Problem Statement:
You are given an array of k
linked lists, where each linked list is sorted in ascending order. Your task is to merge all the linked lists into one sorted linked list and return the merged linked list.
Example:
Example 1:
Input: lists = [[1,4,5],[1,3,4],[2,6]]
Output: [1,1,2,3,4,4,5,6]
Explanation: The linked lists:
[
1 -> 4 -> 5,
1 -> 3 -> 4,
2 -> 6
]
are merged into:
1 -> 1 -> 2 -> 3 -> 4 -> 4 -> 5 -> 6
Example 2:
Input: lists = []
Output: []
Example 3:
Input: lists = [[]]
Output: []
Constraints:
k == lists.length
0 <= k <= 10^4
0 <= lists[i].length <= 500
-10^4 <= lists[i][j] <= 10^4
- The linked lists are sorted in ascending order.
- The sum of all linked list elements will not exceed
10^5
.
Solution Explanation:
The problem can be solved using a min-heap (priority queue) to repeatedly extract the smallest element from the heads of the lists and append it to the result.
Approach:
- Insert the first node of each list into the priority queue (min-heap).
- Extract the smallest element from the heap and append it to the result list.
- Insert the next element from the same list into the heap (if it exists).
- Repeat until all elements are processed.
Solution: Merge K Sorted Lists
To solve the problem efficiently, we can use a min-heap (priority queue) to keep track of the smallest elements across the k
sorted linked lists. The idea is to always extract the smallest element, append it to the result, and then move to the next element in the same linked list.
Here’s the step-by-step solution in Java:
Java Solution Using Priority Queue
import java.util.PriorityQueue;
class ListNode {
int val;
ListNode next;
ListNode(int x) { val = x; }
}
public class MergeKSortedLists {
// Define a comparator for the priority queue to compare ListNode values
public ListNode mergeKLists(ListNode[] lists) {
if (lists == null || lists.length == 0) return null;
// Priority Queue to hold the smallest elements from each list
PriorityQueue<ListNode> minHeap = new PriorityQueue<>((a, b) -> a.val - b.val);
// Add the first node of each list to the priority queue
for (ListNode list : lists) {
if (list != null) {
minHeap.offer(list);
}
}
// Create a dummy node to serve as the head of the merged list
ListNode dummy = new ListNode(0);
ListNode current = dummy;
// Continue until the priority queue is empty
while (!minHeap.isEmpty()) {
// Extract the node with the smallest value
ListNode smallestNode = minHeap.poll();
current.next = smallestNode;
current = current.next;
// If there is a next node in the same list, add it to the priority queue
if (smallestNode.next != null) {
minHeap.offer(smallestNode.next);
}
}
// Return the merged list, skipping the dummy node
return dummy.next;
}
// Utility method to print the linked list
public static void printList(ListNode head) {
while (head != null) {
System.out.print(head.val + " -> ");
head = head.next;
}
System.out.println("null");
}
public static void main(String[] args) {
// Example input: [[1,4,5], [1,3,4], [2,6]]

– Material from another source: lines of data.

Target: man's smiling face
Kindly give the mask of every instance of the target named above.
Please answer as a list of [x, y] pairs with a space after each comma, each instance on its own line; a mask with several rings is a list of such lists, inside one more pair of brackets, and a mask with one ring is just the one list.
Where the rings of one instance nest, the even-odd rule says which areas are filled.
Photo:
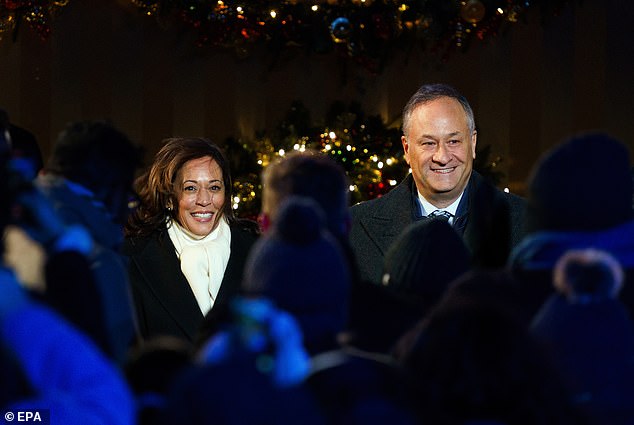
[[458, 199], [473, 170], [477, 134], [450, 97], [420, 104], [401, 138], [418, 191], [438, 208]]

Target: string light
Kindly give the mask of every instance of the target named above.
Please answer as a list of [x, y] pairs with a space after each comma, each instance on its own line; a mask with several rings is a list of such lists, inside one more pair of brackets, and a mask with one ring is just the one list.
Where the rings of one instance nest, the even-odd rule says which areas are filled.
[[26, 21], [43, 40], [51, 33], [51, 22], [68, 5], [68, 0], [6, 0], [0, 1], [0, 40], [5, 32], [13, 38], [20, 28], [20, 20]]

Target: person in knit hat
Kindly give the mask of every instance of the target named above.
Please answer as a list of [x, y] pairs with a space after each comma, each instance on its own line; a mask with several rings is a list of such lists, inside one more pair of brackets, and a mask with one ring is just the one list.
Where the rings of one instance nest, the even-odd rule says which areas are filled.
[[634, 323], [618, 299], [623, 270], [610, 254], [568, 251], [556, 293], [531, 325], [573, 402], [596, 423], [634, 423]]
[[247, 259], [242, 289], [295, 315], [309, 351], [337, 346], [347, 321], [350, 273], [315, 201], [284, 201], [273, 228]]
[[350, 423], [346, 418], [362, 415], [359, 409], [365, 412], [370, 401], [407, 416], [392, 392], [398, 388], [392, 366], [340, 344], [348, 320], [350, 270], [326, 226], [315, 200], [287, 197], [249, 254], [243, 296], [269, 299], [296, 318], [310, 356], [305, 385], [328, 423]]
[[[258, 215], [263, 233], [278, 219], [285, 199], [302, 196], [317, 202], [324, 212], [326, 227], [342, 249], [350, 270], [350, 303], [346, 343], [360, 347], [365, 338], [367, 312], [390, 304], [389, 293], [377, 285], [361, 281], [350, 232], [350, 181], [341, 164], [331, 156], [306, 149], [277, 158], [262, 171], [262, 209]], [[367, 347], [364, 347], [367, 348]]]
[[[573, 136], [535, 165], [528, 180], [527, 236], [509, 258], [531, 314], [552, 293], [555, 263], [570, 249], [594, 247], [609, 252], [626, 269], [626, 280], [632, 280], [630, 167], [627, 147], [602, 132]], [[625, 285], [622, 300], [632, 309], [634, 286], [629, 287]]]

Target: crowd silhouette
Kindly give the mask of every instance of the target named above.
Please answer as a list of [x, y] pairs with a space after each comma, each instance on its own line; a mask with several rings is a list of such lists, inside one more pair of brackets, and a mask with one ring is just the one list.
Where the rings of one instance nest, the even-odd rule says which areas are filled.
[[[460, 118], [464, 105], [438, 96]], [[410, 108], [410, 123], [423, 120]], [[345, 172], [321, 152], [264, 169], [256, 223], [234, 215], [231, 170], [208, 139], [165, 139], [143, 165], [111, 123], [81, 121], [42, 160], [0, 118], [3, 414], [63, 425], [634, 424], [634, 184], [625, 144], [606, 133], [543, 154], [525, 199], [510, 201], [524, 208], [511, 242], [510, 204], [481, 176], [461, 177], [455, 199], [415, 190], [426, 149], [445, 164], [433, 178], [460, 169], [444, 136], [420, 147], [404, 136], [404, 149], [421, 149], [404, 184], [422, 209], [388, 237], [372, 233], [388, 230], [377, 227], [388, 210], [351, 208]], [[609, 165], [594, 171], [597, 155]], [[428, 211], [434, 202], [449, 220]], [[375, 238], [381, 246], [359, 245]]]

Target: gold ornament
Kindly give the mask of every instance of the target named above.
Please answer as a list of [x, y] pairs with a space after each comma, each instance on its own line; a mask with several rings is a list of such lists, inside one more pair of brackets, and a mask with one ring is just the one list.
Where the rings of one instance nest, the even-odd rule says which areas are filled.
[[476, 24], [484, 18], [484, 14], [486, 13], [486, 9], [480, 0], [467, 0], [462, 3], [462, 8], [460, 9], [460, 16], [465, 21]]
[[12, 31], [15, 28], [15, 18], [13, 14], [0, 17], [0, 33]]

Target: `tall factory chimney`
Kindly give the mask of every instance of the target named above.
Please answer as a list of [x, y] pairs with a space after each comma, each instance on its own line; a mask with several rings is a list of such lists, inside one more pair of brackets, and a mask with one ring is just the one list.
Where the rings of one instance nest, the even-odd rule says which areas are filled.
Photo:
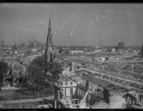
[[3, 47], [4, 47], [4, 41], [2, 40], [2, 49], [3, 49]]
[[141, 53], [142, 53], [142, 57], [143, 57], [143, 44], [142, 44], [142, 50], [141, 51], [142, 51]]

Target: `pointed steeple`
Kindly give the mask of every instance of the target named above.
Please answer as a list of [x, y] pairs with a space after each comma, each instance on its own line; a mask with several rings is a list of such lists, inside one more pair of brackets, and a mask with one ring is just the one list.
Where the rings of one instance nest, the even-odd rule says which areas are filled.
[[53, 41], [52, 41], [52, 32], [51, 32], [51, 21], [49, 19], [49, 27], [48, 27], [48, 38], [49, 38], [49, 45], [50, 47], [52, 48], [52, 45], [53, 45]]
[[49, 18], [49, 27], [48, 27], [48, 31], [51, 31], [51, 21], [50, 21], [50, 18]]
[[50, 61], [50, 52], [52, 50], [52, 32], [51, 32], [51, 22], [49, 19], [49, 27], [48, 27], [48, 35], [47, 35], [47, 41], [46, 41], [46, 47], [45, 47], [45, 58]]

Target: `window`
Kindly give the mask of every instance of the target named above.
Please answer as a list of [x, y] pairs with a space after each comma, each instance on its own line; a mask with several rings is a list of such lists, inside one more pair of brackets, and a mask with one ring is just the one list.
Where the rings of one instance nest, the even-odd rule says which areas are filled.
[[68, 81], [65, 81], [65, 85], [68, 85]]
[[65, 90], [65, 88], [63, 88], [63, 94], [65, 95], [65, 93], [66, 93], [66, 90]]
[[81, 90], [79, 89], [79, 95], [81, 95]]
[[84, 91], [82, 91], [82, 96], [84, 96]]
[[73, 88], [70, 88], [70, 94], [73, 95]]
[[80, 90], [80, 95], [82, 96], [82, 90]]
[[88, 100], [90, 100], [90, 94], [88, 95]]
[[84, 91], [81, 91], [81, 95], [82, 95], [82, 96], [84, 96], [83, 92], [84, 92]]
[[63, 89], [61, 89], [61, 91], [63, 92]]
[[80, 93], [80, 89], [78, 89], [78, 94]]
[[73, 82], [72, 82], [72, 81], [70, 82], [70, 85], [73, 85]]

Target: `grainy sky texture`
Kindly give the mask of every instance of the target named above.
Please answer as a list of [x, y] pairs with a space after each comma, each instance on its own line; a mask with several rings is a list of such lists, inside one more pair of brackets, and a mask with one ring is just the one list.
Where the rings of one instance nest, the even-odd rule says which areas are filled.
[[[55, 45], [141, 45], [142, 4], [0, 4], [0, 41], [45, 43], [51, 18]], [[1, 44], [1, 43], [0, 43]]]

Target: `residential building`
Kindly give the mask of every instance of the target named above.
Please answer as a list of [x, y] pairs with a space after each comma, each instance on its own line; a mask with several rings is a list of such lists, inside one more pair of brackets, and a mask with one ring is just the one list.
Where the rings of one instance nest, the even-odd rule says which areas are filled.
[[61, 77], [58, 84], [64, 97], [71, 97], [75, 93], [77, 83], [69, 77]]
[[71, 54], [78, 54], [78, 53], [83, 54], [84, 52], [83, 52], [83, 50], [70, 50], [70, 53]]

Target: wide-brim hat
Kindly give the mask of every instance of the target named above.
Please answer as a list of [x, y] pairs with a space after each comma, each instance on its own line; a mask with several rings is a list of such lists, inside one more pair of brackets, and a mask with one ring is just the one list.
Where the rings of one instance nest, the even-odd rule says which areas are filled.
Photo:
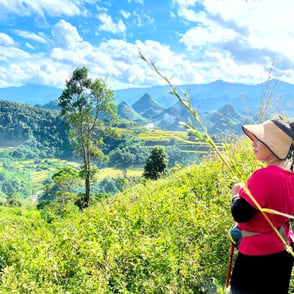
[[286, 159], [292, 145], [292, 130], [283, 120], [268, 120], [257, 125], [242, 126], [251, 139], [262, 142], [280, 160]]

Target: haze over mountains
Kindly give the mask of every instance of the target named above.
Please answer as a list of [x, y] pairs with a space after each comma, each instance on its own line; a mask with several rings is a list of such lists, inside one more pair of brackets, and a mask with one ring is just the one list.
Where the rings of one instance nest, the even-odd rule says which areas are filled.
[[[238, 129], [245, 116], [256, 115], [260, 109], [260, 101], [269, 99], [268, 97], [271, 97], [271, 109], [287, 116], [294, 113], [294, 85], [283, 81], [271, 80], [257, 85], [215, 81], [208, 84], [181, 85], [177, 89], [179, 93], [189, 93], [192, 106], [214, 132], [225, 128], [226, 121], [230, 125], [233, 122]], [[190, 114], [169, 90], [169, 86], [115, 90], [118, 114], [127, 120], [178, 130], [178, 122], [187, 121]], [[57, 99], [62, 91], [63, 89], [40, 85], [0, 88], [0, 99], [56, 109]]]
[[[193, 84], [177, 86], [180, 91], [190, 94], [191, 101], [199, 104], [200, 111], [210, 111], [211, 104], [215, 108], [221, 107], [227, 103], [231, 103], [234, 108], [243, 108], [240, 105], [241, 97], [251, 104], [259, 100], [266, 91], [272, 90], [274, 98], [282, 97], [282, 104], [290, 102], [294, 99], [294, 85], [283, 81], [271, 80], [261, 84], [247, 85], [239, 83], [228, 83], [224, 81], [215, 81], [207, 84]], [[169, 86], [153, 86], [148, 88], [129, 88], [115, 90], [116, 103], [127, 102], [129, 105], [137, 102], [144, 94], [148, 93], [155, 101], [167, 108], [177, 102], [177, 98], [169, 94]], [[63, 89], [28, 84], [20, 87], [0, 88], [0, 99], [10, 100], [20, 103], [28, 103], [31, 105], [43, 105], [52, 100], [57, 99]], [[242, 98], [242, 99], [243, 99]], [[213, 103], [204, 103], [213, 100]]]

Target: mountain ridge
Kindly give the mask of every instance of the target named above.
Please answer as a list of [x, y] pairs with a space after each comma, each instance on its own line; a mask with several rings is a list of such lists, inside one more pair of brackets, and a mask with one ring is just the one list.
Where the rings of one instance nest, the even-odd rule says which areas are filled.
[[[259, 101], [266, 95], [272, 96], [272, 103], [279, 104], [279, 111], [289, 110], [294, 113], [294, 84], [272, 79], [263, 83], [249, 85], [242, 83], [230, 83], [222, 80], [206, 84], [187, 84], [176, 86], [179, 93], [182, 91], [189, 94], [191, 104], [201, 112], [216, 111], [226, 104], [231, 104], [238, 112], [248, 108], [250, 112], [257, 112]], [[62, 89], [28, 84], [20, 87], [0, 88], [0, 99], [31, 105], [45, 105], [55, 108], [57, 100], [62, 94]], [[156, 104], [163, 108], [169, 108], [178, 102], [178, 99], [169, 93], [168, 85], [157, 85], [142, 88], [128, 88], [114, 90], [115, 103], [119, 105], [126, 102], [135, 105], [143, 95], [148, 94]], [[279, 99], [281, 101], [279, 101]], [[244, 101], [245, 104], [244, 105]], [[150, 113], [149, 117], [156, 113]]]

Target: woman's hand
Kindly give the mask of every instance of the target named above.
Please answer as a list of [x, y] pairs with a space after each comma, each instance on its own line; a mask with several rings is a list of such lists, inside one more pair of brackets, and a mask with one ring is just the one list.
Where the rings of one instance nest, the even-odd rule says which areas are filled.
[[239, 195], [239, 191], [241, 188], [242, 188], [242, 183], [235, 184], [231, 190], [232, 196]]

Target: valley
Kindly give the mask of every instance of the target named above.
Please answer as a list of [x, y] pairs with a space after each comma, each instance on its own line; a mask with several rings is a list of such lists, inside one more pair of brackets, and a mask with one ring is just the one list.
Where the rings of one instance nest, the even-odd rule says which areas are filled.
[[[285, 101], [279, 100], [279, 105], [273, 103], [267, 109], [268, 114], [283, 105], [281, 113], [290, 115], [292, 85], [277, 83], [276, 80], [268, 83], [272, 87], [278, 84], [276, 95], [285, 94]], [[264, 96], [267, 85], [215, 81], [179, 88], [189, 91], [191, 103], [198, 109], [201, 122], [222, 149], [223, 144], [240, 135], [241, 125], [258, 120], [260, 113], [257, 109], [267, 99]], [[18, 90], [22, 91], [22, 96], [17, 93]], [[52, 185], [52, 176], [58, 169], [64, 166], [76, 170], [80, 168], [81, 158], [77, 157], [69, 140], [70, 130], [59, 115], [57, 100], [52, 100], [54, 95], [56, 97], [60, 93], [58, 89], [51, 91], [48, 87], [42, 89], [34, 85], [6, 89], [6, 92], [0, 88], [0, 98], [14, 95], [14, 99], [0, 100], [2, 197], [15, 195], [27, 199], [43, 189], [44, 185]], [[35, 103], [33, 100], [26, 99], [29, 96], [37, 99], [38, 95], [39, 103], [35, 105], [30, 104]], [[271, 102], [278, 101], [276, 97], [270, 99]], [[206, 142], [179, 125], [181, 121], [187, 123], [193, 119], [187, 109], [168, 93], [167, 86], [116, 90], [115, 101], [119, 120], [113, 122], [112, 127], [120, 133], [120, 138], [104, 138], [101, 148], [108, 162], [94, 162], [97, 167], [94, 176], [96, 193], [116, 193], [120, 178], [136, 179], [134, 181], [137, 182], [154, 146], [165, 149], [169, 169], [198, 164], [209, 153], [210, 147]], [[100, 189], [99, 186], [103, 185], [105, 187]]]

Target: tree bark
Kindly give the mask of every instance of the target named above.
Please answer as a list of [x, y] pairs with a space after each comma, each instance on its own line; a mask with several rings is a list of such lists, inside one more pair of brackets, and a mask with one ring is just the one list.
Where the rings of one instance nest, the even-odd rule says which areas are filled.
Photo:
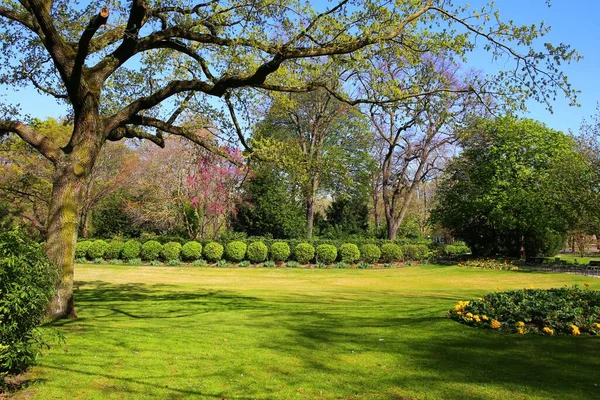
[[60, 269], [60, 282], [46, 315], [53, 318], [76, 318], [73, 302], [73, 265], [77, 243], [78, 205], [85, 185], [72, 163], [57, 167], [48, 217], [46, 254]]
[[315, 198], [311, 196], [306, 201], [306, 238], [312, 239], [313, 225], [315, 220]]

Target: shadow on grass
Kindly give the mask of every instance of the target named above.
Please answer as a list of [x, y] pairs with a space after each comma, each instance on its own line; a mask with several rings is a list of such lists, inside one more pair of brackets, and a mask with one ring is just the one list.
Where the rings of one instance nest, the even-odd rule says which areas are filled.
[[[94, 312], [90, 319], [107, 324], [117, 324], [121, 318], [164, 320], [162, 325], [153, 323], [144, 328], [156, 329], [159, 334], [170, 333], [174, 327], [198, 329], [204, 324], [196, 318], [201, 314], [250, 312], [252, 318], [233, 322], [245, 329], [236, 334], [253, 336], [254, 347], [244, 349], [250, 354], [250, 367], [268, 370], [280, 387], [302, 387], [309, 378], [290, 372], [285, 363], [253, 360], [253, 352], [269, 352], [281, 360], [294, 360], [293, 365], [300, 365], [303, 372], [316, 371], [319, 382], [312, 382], [313, 385], [335, 378], [339, 387], [334, 386], [332, 392], [343, 393], [343, 398], [354, 398], [348, 396], [356, 393], [379, 396], [373, 398], [408, 398], [404, 392], [393, 395], [395, 389], [406, 389], [407, 393], [429, 393], [434, 398], [475, 400], [490, 398], [485, 387], [501, 388], [504, 393], [514, 393], [515, 398], [519, 398], [519, 393], [541, 398], [600, 398], [600, 389], [594, 386], [600, 385], [597, 376], [600, 341], [597, 338], [521, 337], [466, 327], [443, 316], [455, 302], [451, 296], [415, 298], [411, 294], [353, 298], [297, 293], [265, 300], [233, 291], [177, 291], [168, 285], [94, 281], [77, 282], [77, 287], [78, 306]], [[104, 313], [106, 311], [108, 313]], [[223, 314], [224, 318], [227, 315]], [[185, 323], [169, 325], [168, 318], [181, 318]], [[53, 325], [85, 325], [86, 322], [88, 320], [80, 318]], [[228, 322], [217, 320], [210, 329]], [[123, 328], [117, 324], [113, 329], [118, 335], [118, 330]], [[270, 390], [275, 390], [274, 386], [257, 389], [261, 392], [248, 389], [236, 397], [235, 393], [173, 387], [169, 376], [147, 381], [106, 371], [86, 371], [86, 367], [99, 368], [94, 365], [44, 366], [126, 381], [149, 390], [167, 390], [175, 396], [272, 398]], [[158, 382], [169, 382], [169, 385], [165, 387]], [[365, 396], [369, 398], [368, 394]]]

ListNode list1 = new ListNode(1);
list1.next = new ListNode(4);
list1.next.next = new ListNode(5);
ListNode list2 = new ListNode(1);
list2.next = new ListNode(3);
list2.next.next = new ListNode(4);
ListNode list3 = new ListNode(2);
list3.next = new ListNode(6);
ListNode[] lists = {list1, list2, list3};
MergeKSortedLists solution = new MergeKSortedLists();
ListNode result = solution.mergeKLists(lists);
// Print the merged list
System.out.println("Merged List:");
printList(result); // Expected Output: 1 -> 1 -> 2 -> 3 -> 4 -> 4 -> 5 -> 6 -> null
}
}
Explanation:
- ListNode Class: Represents each node in a singly linked list.
- PriorityQueue (min-heap): This data structure helps us keep track of the smallest node among all the current heads of the lists.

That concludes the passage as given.